Dengue fever cases have spiked by more than 130 percent in the first three weeks of 2018 as Cambodia enters an “epidemic” year, the likes of which haven’t been seen since 2012, when the mosquito-borne virus infected nearly 40,000 and left some 160 people dead.
Dengue cases spike according to natural cycles, and health officials had predicted that another epidemic would strike the country in 2017 or this year, with this year’s number of cases already having already reached alarming rates, officials and experts said.
What’s more worrisome is that the rainy season – when virus transmission peaks – is still months away, they added.
During the first three weeks of January, there were 316 dengue cases – one of them fatal – compared to only 138 nonfatal cases in the same period last year, according to Dr Ly Sovann, spokesman for the Ministry of Health and director of the ministry’s Communicable Disease Control Department.
“We urge the public to take preventive measures and [to] go to [the] hospital for treatment,” Sovann said in a message.
Sovann and Rithea Leang, director of the National Dengue Control Program, declined to comment on the dengue fatality.
Huy Rekol, director of the National Center for Parasitology, Entomology and Malaria Control, said the death was that of a 12-year-old girl from Phnom Penh’s Por Sen Chey district.
The girl, he said, died within minutes of being admitted to the National Pediatric Hospital in January. There were only three dengue deaths recorded in all of 2017, according to Rekol, and just 18 in 2016.
Luciano Tuseo, head of the malaria programme at the World Health Organization (WHO) in Cambodia, said the mosquito-borne virus remains a public health concern in Cambodia.
“With the 5-6 year cycle of dengue outbreak and the changing pattern of dengue serological circulation over the last 3 years, the situation of dengue in Cambodia can be critical in 2018,” he wrote in an email. “The National Dengue Program is already on the alert.”
People need to take precautions, such as cleaning larva from water containers and eliminating mosquito breeding sites, as well as going to a health centre or hospital to seek treatment rather than self-medicating at home or seeking assistance at private health facilities without knowledge of dengue control, Rekol said.

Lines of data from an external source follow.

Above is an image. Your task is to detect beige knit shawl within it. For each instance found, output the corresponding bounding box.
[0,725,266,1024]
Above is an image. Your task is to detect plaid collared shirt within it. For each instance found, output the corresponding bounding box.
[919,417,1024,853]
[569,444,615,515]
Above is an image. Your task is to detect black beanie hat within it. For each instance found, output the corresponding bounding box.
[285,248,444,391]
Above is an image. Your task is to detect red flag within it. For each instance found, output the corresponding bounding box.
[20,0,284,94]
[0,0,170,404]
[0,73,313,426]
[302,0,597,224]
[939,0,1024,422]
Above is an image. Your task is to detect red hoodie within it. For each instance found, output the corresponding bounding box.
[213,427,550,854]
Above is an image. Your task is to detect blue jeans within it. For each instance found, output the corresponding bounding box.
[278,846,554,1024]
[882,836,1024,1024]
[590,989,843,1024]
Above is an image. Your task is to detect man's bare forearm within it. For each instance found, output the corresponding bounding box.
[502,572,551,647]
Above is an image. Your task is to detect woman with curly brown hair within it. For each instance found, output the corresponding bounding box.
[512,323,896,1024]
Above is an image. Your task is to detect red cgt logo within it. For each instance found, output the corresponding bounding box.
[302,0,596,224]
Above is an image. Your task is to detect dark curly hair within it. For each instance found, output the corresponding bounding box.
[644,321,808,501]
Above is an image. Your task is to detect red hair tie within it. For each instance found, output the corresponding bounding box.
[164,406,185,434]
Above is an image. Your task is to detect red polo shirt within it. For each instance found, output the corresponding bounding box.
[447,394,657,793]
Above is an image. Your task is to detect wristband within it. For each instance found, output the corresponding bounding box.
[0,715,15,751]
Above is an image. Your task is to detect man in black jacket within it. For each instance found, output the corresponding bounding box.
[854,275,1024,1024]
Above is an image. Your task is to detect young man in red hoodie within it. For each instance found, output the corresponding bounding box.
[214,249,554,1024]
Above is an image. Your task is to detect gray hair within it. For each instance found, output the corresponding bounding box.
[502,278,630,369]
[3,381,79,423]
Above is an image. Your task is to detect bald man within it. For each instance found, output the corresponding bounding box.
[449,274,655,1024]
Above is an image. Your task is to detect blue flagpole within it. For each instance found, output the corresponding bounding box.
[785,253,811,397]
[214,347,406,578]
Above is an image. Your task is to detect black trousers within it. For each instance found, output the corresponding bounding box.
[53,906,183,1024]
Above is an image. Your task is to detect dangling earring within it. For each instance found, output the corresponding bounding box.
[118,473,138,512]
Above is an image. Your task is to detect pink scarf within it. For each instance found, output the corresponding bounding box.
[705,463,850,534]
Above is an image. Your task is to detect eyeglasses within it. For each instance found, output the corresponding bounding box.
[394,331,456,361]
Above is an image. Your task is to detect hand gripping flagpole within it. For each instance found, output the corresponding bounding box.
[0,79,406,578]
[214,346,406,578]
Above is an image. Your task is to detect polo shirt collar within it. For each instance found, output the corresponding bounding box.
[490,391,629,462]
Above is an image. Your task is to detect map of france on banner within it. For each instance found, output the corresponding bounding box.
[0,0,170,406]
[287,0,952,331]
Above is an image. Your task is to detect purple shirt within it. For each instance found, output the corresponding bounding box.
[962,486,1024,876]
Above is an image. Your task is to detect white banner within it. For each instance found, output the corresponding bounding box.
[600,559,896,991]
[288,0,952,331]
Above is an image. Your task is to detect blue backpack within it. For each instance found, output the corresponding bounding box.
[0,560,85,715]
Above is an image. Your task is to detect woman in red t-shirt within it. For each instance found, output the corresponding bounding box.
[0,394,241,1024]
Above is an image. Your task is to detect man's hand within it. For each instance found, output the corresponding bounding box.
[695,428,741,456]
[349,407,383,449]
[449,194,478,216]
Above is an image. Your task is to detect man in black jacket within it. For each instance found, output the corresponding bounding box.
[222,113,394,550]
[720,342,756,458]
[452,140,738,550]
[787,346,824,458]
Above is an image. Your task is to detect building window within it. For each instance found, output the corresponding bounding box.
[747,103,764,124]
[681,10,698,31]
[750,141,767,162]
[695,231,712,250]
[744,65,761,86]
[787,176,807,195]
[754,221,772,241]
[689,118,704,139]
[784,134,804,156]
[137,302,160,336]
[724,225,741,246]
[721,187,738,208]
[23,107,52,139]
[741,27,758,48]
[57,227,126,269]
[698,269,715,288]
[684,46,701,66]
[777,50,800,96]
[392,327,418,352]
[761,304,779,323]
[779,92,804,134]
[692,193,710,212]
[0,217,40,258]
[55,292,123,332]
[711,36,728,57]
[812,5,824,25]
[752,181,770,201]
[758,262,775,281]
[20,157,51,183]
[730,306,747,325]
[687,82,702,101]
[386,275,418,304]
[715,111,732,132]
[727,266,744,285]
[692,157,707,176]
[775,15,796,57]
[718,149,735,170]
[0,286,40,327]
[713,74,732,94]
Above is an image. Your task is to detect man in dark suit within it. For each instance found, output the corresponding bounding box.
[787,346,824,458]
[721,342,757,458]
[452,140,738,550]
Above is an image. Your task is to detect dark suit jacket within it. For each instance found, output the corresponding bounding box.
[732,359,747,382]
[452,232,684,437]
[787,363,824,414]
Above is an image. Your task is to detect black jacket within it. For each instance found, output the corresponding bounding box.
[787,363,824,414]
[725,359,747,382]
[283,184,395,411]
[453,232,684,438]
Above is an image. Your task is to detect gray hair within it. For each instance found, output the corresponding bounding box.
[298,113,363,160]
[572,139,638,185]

The National Dengue Program has called on relevant government bodies to stock necessary medication, for hospitals to update their staff’s dengue training and for an awareness campaign to be launched for students. Sovann said whether the preventive measures will work or not will depend on the dengue program’s response and the public’s participation.
Some 6,000 litres of pesticides have already been distributed to all provinces, but should only be used as a response to eliminate outbreak clusters, he said. It shouldn’t be used as a preventive measure because the mosquitoes can build resistance.
Late last year, researchers at the Pasteur Institute – who had predicted a high risk for a Zika outbreak in 2017 in the Kingdom – said the country wasn’t fully in the clear, as the Zika virus is transmitted by the same Aedes mosquitoes that transmit dengue.
Didier Fontenille, of the Pasteur Institute, didn’t respond to a request for comment on the likelihood of a concurrent Zika outbreak.
However, Sovann said a recent mosquito survey had revealed four strains of dengue but had not uncovered the presence of Zika.
“But we monitor every day for the Zika virus and other infectious diseases,” he added.